Hard gelatin capsule are actually easier and quicker to formulate and produce, whatever the batch size, compared with other solid oral dosage forms. Indeed, by using hard gelatin capsules it is possible to produce small or very small batch sizes on manual or semi-automatic filling machine.

Hard gelatin capsules usually require between one and four excipients. In fact there is drug in capsule form that contains only the active ingredient, which means there is no excipient.

Some excipients might have several functions. Talcum, for instance, serves as a lubricant in concentrations below 5%. At higher concentrations, it is mainly considered as filler. Microcrystalline cellulose also serves as a disintegrant besides filler.

The functions of excipients in hard gelatin capsules can be different their functions in tablets. Starch, which is commonly added to tablets as a disintegrant owing to its macerating properties of 5% to 10%, might be used as a filler in hard gelatin capsules because the macerating properties are not strong enough to really disintegrate the lightly compressed substances in hard gelatin capsules.


Here are the list of excipients used in formulating drug in hard gelatin capsule

Diluents : improved plug formation and compression
• Mannitol
• Lactose
• Corn starch
• Microcrystalline Cellulose
• Starch 1500

Lubricatns : Improved properties and reduced powder adhesion to metal parts
• Magnesium Stearate
• Stearic acid
• Glyceryl monostearate

Glidants : improved powder properties, improved flow characteristics and reduced adhesion of the substance to metal parts in the filling machine
• Aerosil/ Silicon Dioxide
• Talcum

Disintegrants : to ensure disintegration of powder mixture
• Croscarmellose
• Crospovidone
• Sodium starch glycolate
• Corn starch
• Starch 1500/pregelatinized starch
• Alginic acid

Wetting agents : improved penetration into powder mixture
• Sodium lauryl sulfate
• Tween 80

The characteristic of many excipients depend on storage conditions such as temperature or humidity. Excipients that show hysteresis in their sorption-isotherms-as, for example, gelatin starch or microcrystalline cellulose-might show different levels of absorbed water on their surfaces even when subject to the same humidity in the controlled conditions of the production room. That’s why it is advisable to dry these excipients before use. To optimize product stability, the excipients need to be selected according to their surface acidity in the dry state (pH eq) rather than to add buffer agents.

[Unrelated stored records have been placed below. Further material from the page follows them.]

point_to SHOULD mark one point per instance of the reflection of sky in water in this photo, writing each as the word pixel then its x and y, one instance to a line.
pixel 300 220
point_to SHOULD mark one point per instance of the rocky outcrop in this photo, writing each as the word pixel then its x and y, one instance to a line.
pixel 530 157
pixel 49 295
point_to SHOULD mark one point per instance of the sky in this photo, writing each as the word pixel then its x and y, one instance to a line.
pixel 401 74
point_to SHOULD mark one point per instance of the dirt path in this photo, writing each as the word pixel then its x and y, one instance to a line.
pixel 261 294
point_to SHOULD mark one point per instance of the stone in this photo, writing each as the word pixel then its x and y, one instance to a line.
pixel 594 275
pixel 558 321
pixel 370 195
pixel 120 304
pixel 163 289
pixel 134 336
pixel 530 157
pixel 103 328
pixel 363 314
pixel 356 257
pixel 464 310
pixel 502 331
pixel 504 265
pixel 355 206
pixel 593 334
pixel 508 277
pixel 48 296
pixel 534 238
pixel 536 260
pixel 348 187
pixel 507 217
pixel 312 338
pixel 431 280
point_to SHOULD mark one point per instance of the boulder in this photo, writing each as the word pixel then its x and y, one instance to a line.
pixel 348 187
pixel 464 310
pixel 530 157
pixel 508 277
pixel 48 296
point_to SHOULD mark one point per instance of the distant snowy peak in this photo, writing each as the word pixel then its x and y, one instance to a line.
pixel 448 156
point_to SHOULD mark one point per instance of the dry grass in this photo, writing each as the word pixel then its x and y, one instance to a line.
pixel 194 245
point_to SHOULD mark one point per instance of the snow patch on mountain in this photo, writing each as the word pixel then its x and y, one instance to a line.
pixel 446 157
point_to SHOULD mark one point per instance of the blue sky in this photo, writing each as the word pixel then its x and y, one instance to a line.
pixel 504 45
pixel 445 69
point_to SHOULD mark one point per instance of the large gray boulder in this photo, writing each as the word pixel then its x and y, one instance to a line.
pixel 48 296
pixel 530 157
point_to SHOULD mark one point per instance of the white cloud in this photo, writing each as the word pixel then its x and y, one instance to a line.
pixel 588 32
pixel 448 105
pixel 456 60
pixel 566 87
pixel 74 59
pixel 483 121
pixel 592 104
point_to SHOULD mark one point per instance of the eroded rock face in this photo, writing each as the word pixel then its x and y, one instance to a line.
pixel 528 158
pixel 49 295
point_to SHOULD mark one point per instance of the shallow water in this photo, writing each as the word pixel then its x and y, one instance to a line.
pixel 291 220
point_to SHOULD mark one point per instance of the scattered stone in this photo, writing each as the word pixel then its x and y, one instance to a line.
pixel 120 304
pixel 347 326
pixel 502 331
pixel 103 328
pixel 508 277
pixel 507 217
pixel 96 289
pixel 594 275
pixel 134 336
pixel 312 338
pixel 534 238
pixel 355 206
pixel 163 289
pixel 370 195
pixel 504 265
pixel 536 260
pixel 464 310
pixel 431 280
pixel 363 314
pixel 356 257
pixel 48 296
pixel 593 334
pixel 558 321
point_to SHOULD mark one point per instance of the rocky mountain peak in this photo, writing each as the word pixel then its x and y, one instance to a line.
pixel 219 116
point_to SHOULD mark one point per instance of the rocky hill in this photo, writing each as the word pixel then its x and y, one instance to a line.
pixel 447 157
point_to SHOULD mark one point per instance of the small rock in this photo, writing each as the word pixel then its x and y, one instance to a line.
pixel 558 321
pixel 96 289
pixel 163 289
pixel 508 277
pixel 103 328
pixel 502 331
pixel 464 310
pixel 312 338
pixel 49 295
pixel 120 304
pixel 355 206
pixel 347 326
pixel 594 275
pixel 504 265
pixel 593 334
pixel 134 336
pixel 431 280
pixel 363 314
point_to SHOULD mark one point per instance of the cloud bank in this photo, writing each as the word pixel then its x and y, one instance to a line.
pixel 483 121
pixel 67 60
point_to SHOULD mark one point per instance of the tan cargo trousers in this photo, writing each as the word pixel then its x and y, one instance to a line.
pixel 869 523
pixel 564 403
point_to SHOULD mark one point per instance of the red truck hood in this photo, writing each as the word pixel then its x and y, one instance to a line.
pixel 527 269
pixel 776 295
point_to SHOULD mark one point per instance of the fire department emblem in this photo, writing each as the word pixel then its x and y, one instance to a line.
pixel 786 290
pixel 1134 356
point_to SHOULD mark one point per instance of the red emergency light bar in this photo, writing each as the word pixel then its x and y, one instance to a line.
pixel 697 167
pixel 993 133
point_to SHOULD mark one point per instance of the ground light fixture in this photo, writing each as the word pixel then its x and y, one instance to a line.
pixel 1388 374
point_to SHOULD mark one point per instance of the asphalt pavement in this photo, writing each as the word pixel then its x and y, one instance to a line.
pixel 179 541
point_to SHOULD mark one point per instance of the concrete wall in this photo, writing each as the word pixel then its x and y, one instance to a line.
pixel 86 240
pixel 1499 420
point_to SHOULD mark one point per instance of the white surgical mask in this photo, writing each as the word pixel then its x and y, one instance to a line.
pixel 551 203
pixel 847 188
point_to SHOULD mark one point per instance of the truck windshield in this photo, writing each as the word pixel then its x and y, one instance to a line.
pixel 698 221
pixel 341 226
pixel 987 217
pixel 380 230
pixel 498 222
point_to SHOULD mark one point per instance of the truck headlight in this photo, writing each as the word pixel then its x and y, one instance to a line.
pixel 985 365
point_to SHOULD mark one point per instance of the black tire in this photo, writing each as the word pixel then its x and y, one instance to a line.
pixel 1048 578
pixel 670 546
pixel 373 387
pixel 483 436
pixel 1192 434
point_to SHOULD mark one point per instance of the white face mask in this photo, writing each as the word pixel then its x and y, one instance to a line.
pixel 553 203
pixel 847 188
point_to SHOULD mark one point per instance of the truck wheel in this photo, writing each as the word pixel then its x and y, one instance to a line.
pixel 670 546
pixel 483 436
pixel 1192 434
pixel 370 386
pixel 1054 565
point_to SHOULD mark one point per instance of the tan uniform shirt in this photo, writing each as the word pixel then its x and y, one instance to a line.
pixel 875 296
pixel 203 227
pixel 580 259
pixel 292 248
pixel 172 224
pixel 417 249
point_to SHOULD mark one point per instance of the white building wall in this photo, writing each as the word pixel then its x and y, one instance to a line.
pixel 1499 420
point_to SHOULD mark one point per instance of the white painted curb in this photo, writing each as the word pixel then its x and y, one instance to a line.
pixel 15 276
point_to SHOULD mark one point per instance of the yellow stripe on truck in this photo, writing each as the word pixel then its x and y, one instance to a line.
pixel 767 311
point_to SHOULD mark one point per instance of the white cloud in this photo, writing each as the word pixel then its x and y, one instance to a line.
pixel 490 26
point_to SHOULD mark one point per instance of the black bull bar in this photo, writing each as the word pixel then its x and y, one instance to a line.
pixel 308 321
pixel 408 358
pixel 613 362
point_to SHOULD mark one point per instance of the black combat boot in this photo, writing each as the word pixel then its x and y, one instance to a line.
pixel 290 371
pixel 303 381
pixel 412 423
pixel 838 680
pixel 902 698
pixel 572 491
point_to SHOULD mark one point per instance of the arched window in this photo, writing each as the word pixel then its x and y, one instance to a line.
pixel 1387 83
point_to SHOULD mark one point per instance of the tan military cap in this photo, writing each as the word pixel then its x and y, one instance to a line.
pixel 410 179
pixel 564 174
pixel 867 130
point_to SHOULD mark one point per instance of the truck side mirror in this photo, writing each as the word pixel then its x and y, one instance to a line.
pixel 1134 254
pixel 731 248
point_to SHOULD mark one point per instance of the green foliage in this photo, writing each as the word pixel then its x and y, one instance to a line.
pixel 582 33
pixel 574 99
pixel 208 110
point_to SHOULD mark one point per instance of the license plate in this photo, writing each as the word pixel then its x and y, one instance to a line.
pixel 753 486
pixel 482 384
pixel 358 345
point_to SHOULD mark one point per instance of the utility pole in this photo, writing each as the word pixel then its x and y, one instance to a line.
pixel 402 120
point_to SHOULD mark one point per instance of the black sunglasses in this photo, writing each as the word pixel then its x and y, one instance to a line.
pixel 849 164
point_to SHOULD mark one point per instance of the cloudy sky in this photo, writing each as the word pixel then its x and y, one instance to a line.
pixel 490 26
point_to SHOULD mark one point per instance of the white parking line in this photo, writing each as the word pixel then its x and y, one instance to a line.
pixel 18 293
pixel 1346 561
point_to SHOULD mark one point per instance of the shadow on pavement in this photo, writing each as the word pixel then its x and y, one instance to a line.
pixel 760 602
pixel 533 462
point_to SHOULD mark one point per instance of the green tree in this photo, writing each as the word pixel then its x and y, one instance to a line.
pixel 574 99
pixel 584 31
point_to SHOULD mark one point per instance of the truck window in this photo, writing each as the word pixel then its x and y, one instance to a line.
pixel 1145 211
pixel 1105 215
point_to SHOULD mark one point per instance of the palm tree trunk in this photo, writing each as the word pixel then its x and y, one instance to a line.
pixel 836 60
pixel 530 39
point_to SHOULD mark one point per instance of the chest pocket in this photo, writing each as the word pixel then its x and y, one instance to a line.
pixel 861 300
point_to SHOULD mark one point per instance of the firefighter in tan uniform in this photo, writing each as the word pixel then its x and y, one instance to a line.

When formulating hard gelatin capsules for immediate release, attention should be paid to establishing a reproducible product dissolution profile. In the fluid environment of the stomach, the shell of the capsule starts to soften and dissolve within one or two minutes, and comes apart at its weakest point, the capsule shoulder.

Consequently, the uncompressed or only lightly compacted content comes into contact with water. If the capsule formulation is sufficiently hydrophilic or contains disintegrant or a wetting agent, water can penetrate the powder. The capsule disintegrated and its contents are released. Hard gelatin capsule are fully disintegrated within about 10 minutes.